Antimicrobial peptides (AMPs) kill bacteria by targeting their membranes through various mechanisms involving peptide assembly, often coupled with disorder-to-order structural transition. However, for several AMPs, similar conformational changes in cases in which small organic compounds of both endogenous and exogenous origin have induced folded peptide conformations have recently been reported. Thus, the function of AMPs and of natural host defence peptides can be significantly affected by the local complex molecular environment in vivo; nonetheless, this area is hardly explored. To address the relevance of such interactions with regard to structure and function, we have tested the effects of the therapeutic drug suramin on the membrane activity and antibacterial efficiency of CM15, a potent hybrid AMP. The results provided insight into a dynamic system in which peptide interaction with lipid bilayers is interfered with by the competitive binding of CM15 to suramin, resulting in an equilibrium dependent on peptide-to-drug ratio and vesicle surface charge.

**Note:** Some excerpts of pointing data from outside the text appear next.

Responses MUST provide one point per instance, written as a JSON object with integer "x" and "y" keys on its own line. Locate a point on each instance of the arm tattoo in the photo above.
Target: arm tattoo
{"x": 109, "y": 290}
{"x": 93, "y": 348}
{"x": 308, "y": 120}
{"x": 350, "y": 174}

In vitro bacterial tests showed that when CM15⋅suramin complex formation dominates over membrane binding, antimicrobial activity is abolished. On the basis of this case study, it is proposed that small-molecule secondary structure regulators can modify AMP function and that this should be considered and could potentially be exploited in future development of AMP-based antimicrobial agents.
Keywords: IR spectroscopy; antimicrobial peptides; circular dichroism; folding; suramin.
© 2019 The Authors. Published by Wiley-VCH Verlag GmbH & Co. KGaA.